What do people say about suicide hotlines
Preventing suicide - what professionals and laypeople can do
As part of a program run by the World Health Organization, Germany has committed to reducing the number of suicides by ten percent by 2020 compared to 2013. The federal government is providing 3.5 million euros in research funding for this purpose. Almost a million of these go to the Frankfurt program for the prevention of suicides using evidence-based measures, or FraPPE for short.
The city of Frankfurt hopes to reduce the suicide rate by a whole third. Andreas Reif is project manager and director of the psychiatric university clinic in Frankfurt. He coordinates the various suicide prevention activities in the city.
Those at risk of suicide must be brought into treatment
A 24-hour hotline will be set up in Frankfurt for this purpose. In addition, there are emergency consultation hours with the aim of ensuring that those at risk of suicide can get medical treatment quickly and easily. This is supplemented by a short psychotherapy specially tailored to suicidality.
It is also very important to train specialists so that they know better how to recognize those at risk and how to help them. General practitioners in particular should recognize when a patient is at risk of suicide and react accordingly. Because almost all those at risk of suicide do not go to psychologists or psychiatrists who have more experience with such cases.
Suicidal companions go through different phases
Suicide candidates often go through different phases. In the so-called consideration phase, they play with the idea of killing themselves, but the risk is not yet very high. They are often depressed. General practitioners should ask such patients if they are considering suicide. In most cases, however, those affected do not seek help from a doctor during this phase. In the following phase, the ambivalence phase, people tend to seek medical help. They often feel very driven and very restless. They suffer a lot. There is an ambivalence between this “I actually want to live, but the way it is, I don't want to live anymore”.
Recognize an acute risk of suicide
In such a phase the risk of suicide is moderate to high. The psychiatrist Christiane Schlang trains doctors in suicide prevention. She recommends asking those affected if they suspect that they have thought about a method. Is there an immediate risk that the patient will put their plans into practice?
If someone then, says Christiane Schlang, "yes, I have the rope in the garage or I have collected pills or I have already set a day, then of course there is the highest level of alert."
How people talk about their suicidal thoughts
Not only doctors should pay attention to whether a person is at risk of suicide. Even laypeople should pay attention, says psychiatry professor Barbara Schneider. She is the chairwoman of the German Society for Suicide Prevention. There is the myth that when someone talks about suicidality that they are not actually killing themselves. That is wrong, says Barbara Schneider. Usually this is a call for help and support. As a rule, a planned suicide is reported. Directly and often indirectly, in that someone affected says we don't see each other anymore and makes such hints. Still others withdraw completely, completely breaking off contact. You should also look there.

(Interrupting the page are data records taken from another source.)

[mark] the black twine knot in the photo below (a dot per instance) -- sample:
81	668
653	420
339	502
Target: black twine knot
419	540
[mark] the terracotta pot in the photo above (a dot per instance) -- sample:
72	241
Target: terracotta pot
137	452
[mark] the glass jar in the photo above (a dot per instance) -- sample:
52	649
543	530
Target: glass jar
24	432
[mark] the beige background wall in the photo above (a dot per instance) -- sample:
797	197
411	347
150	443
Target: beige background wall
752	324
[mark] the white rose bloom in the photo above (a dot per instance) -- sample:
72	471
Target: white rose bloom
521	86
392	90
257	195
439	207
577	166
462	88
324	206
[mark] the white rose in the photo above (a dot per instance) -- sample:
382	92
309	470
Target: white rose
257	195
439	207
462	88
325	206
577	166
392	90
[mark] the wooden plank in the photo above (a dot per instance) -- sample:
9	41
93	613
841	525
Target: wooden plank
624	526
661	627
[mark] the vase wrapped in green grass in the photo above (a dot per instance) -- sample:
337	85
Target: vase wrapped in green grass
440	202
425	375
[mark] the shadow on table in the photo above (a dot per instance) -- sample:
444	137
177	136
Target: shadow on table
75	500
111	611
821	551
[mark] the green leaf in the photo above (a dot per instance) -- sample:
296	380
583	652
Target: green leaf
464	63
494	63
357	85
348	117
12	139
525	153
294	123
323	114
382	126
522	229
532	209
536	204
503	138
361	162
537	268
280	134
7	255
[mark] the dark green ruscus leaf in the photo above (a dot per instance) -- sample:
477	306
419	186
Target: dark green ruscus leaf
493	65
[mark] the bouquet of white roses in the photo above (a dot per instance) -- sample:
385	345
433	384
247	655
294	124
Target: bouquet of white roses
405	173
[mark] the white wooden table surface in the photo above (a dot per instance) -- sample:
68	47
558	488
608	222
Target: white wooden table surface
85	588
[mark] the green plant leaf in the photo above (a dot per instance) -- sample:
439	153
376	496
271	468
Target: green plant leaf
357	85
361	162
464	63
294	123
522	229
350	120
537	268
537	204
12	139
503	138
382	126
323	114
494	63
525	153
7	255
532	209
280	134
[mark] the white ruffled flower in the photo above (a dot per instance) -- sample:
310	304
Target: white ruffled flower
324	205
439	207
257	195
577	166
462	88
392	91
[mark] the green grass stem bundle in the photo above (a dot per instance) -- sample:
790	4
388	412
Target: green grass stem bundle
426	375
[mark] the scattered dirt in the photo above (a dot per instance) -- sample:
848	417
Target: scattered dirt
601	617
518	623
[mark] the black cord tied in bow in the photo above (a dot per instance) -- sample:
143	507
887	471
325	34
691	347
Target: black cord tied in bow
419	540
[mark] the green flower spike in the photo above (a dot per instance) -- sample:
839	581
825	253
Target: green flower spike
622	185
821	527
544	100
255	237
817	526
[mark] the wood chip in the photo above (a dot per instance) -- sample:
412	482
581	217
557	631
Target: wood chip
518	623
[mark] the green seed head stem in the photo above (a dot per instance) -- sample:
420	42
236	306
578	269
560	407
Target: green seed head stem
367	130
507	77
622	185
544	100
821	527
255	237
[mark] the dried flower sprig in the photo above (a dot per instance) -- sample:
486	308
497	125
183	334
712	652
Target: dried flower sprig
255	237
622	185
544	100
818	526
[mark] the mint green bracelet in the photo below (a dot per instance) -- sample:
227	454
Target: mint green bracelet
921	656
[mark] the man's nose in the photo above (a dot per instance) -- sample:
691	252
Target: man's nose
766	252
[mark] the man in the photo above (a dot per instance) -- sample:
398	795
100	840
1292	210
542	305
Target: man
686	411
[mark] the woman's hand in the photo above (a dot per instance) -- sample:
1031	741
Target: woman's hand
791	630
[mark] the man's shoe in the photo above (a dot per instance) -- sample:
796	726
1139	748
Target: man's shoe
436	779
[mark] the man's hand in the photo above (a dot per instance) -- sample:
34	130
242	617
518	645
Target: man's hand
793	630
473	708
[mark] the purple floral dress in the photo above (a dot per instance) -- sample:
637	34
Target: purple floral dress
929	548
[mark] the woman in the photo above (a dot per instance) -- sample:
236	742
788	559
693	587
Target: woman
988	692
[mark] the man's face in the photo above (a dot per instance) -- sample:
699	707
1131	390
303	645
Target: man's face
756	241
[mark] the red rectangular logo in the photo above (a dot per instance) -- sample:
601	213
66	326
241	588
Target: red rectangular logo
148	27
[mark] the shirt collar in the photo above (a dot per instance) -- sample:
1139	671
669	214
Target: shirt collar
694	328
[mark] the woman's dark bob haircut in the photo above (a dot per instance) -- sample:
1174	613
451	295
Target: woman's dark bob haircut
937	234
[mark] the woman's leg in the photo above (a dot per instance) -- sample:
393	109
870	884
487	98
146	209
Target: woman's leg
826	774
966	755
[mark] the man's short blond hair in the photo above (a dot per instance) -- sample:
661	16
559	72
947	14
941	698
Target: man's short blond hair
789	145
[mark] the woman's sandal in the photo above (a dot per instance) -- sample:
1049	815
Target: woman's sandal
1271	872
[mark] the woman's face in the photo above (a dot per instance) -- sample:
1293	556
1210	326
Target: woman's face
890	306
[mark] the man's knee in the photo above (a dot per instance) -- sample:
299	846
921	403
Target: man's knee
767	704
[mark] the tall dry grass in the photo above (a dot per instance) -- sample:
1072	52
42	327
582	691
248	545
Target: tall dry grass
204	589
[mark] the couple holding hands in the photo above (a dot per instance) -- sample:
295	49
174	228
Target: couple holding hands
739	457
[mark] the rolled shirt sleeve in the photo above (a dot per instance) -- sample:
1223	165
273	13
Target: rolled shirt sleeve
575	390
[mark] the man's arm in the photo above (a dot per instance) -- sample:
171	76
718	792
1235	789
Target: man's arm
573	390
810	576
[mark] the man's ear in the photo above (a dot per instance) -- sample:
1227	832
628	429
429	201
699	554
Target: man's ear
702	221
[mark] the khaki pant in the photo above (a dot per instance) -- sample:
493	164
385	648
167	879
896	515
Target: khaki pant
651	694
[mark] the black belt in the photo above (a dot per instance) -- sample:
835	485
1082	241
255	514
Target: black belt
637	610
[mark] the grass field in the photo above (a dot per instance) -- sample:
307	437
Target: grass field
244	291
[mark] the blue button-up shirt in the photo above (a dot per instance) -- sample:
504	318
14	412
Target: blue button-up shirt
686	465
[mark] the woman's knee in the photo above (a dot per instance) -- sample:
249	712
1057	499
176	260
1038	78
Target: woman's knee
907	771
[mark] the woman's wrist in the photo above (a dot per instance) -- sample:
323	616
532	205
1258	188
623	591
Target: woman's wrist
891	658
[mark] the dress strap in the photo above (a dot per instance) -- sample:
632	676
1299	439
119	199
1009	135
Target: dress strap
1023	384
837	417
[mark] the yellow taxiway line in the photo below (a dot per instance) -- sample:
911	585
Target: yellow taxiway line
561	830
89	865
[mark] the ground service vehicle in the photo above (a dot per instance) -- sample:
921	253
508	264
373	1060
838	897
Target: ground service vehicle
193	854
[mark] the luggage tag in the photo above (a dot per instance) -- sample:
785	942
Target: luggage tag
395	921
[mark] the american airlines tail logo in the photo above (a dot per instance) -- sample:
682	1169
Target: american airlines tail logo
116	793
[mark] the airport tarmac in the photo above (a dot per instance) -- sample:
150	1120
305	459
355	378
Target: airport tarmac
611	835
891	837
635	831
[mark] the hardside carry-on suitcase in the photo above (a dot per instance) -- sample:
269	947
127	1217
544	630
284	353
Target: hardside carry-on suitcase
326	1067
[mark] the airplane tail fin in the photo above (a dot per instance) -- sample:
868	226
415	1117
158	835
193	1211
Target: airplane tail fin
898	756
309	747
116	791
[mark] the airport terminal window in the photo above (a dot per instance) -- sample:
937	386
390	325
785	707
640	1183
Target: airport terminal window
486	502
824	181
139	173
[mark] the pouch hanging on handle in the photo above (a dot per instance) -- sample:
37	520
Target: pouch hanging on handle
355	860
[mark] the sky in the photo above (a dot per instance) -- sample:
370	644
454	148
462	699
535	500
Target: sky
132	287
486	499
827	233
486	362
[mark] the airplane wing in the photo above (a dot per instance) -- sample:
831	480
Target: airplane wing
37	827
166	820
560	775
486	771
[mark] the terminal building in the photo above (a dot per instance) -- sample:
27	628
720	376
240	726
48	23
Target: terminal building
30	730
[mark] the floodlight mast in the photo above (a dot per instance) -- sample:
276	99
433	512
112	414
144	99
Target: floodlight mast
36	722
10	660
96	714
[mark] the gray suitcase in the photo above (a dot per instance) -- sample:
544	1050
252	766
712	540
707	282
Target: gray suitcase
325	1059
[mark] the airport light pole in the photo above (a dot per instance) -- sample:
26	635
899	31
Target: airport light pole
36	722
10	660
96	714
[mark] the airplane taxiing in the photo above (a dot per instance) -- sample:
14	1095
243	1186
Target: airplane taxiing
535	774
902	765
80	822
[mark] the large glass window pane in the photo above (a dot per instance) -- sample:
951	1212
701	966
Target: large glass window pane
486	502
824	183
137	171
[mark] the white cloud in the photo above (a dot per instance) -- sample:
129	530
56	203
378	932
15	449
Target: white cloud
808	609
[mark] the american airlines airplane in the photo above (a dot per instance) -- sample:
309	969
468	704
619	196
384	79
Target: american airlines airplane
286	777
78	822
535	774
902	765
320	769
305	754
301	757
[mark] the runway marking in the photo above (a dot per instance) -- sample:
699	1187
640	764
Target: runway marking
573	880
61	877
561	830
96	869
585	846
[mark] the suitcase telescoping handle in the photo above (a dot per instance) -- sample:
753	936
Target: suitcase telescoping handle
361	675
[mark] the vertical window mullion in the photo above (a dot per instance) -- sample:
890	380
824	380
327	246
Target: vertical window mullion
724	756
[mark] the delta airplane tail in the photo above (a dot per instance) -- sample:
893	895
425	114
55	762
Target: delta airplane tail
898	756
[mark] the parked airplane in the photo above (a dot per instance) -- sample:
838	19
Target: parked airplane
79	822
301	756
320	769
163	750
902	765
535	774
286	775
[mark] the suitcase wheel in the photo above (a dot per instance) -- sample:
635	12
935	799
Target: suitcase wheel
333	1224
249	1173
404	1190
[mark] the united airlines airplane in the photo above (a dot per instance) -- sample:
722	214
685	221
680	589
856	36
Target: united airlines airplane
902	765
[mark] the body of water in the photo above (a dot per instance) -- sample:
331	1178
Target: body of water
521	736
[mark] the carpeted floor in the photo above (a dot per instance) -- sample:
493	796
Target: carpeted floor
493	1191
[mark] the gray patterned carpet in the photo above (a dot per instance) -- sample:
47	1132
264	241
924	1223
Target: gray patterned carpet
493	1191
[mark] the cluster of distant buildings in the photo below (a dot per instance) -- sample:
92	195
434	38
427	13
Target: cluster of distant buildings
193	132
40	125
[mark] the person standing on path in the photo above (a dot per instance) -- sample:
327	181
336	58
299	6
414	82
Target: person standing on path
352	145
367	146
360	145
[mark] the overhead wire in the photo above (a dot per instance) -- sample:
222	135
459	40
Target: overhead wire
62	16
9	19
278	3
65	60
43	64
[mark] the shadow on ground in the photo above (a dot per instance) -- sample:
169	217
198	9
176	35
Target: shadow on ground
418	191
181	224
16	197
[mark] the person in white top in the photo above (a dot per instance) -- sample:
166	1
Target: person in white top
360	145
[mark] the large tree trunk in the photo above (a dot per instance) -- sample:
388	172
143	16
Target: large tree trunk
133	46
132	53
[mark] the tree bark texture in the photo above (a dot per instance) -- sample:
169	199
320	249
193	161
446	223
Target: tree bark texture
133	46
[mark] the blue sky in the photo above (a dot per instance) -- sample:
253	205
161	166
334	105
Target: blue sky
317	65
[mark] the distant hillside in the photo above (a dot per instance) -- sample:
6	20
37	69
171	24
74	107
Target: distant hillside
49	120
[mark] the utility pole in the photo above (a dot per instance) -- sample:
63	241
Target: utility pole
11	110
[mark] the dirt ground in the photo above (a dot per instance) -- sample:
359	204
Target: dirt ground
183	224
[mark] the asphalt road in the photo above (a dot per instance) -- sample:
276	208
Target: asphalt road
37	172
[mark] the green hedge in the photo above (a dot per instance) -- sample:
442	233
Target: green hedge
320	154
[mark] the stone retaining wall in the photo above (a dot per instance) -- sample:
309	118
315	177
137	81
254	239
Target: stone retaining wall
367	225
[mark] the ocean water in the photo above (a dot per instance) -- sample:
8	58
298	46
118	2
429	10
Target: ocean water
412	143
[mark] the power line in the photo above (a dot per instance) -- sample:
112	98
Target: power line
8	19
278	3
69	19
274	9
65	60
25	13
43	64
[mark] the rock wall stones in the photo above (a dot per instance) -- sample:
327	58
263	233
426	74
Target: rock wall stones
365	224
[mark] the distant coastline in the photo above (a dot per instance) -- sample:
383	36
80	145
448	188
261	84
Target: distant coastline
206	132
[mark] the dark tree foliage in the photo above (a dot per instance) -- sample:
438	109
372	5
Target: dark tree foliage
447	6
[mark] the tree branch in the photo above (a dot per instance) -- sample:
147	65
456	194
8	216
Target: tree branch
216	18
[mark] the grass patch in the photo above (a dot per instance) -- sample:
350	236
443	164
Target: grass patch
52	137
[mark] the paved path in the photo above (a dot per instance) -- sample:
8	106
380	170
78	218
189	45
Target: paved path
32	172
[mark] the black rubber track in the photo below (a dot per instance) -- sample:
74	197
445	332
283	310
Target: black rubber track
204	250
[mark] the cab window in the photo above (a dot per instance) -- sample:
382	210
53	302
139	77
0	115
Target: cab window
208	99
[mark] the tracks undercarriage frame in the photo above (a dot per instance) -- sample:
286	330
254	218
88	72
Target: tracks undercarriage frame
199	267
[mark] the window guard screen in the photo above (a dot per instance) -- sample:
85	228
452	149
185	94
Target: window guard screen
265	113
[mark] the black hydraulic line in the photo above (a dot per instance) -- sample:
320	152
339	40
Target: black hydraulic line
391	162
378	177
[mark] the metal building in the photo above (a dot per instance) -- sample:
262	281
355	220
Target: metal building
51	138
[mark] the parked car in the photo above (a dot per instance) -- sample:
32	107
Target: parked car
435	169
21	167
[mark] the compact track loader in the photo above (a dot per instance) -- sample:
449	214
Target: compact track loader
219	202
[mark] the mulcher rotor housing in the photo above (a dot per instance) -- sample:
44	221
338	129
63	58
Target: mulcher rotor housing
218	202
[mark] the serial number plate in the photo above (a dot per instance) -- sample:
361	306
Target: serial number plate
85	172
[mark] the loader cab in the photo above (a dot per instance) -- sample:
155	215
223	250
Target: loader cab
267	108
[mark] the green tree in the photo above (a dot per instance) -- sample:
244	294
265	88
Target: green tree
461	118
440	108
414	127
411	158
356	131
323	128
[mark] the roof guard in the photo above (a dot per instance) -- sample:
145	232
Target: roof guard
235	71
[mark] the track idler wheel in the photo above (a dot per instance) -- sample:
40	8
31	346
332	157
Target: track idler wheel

How laypeople can help those at risk of suicide
You should also pay attention if someone seems depressed for days or says much less than usual without a reason being apparent. According to Barbara Schneider, it is always important to establish a relationship with the other person and to establish contact. As a layperson, you should ensure that those affected go to a counseling center, a clinic or a doctor.
Laypeople can and should be gatekeepers. This is what suicide experts call people who come into contact with people at risk and can show them the way through the right gate. Gate keepers are of course doctors and nurses who deal with many people who are not doing well. But ultimately everyone can get into this situation.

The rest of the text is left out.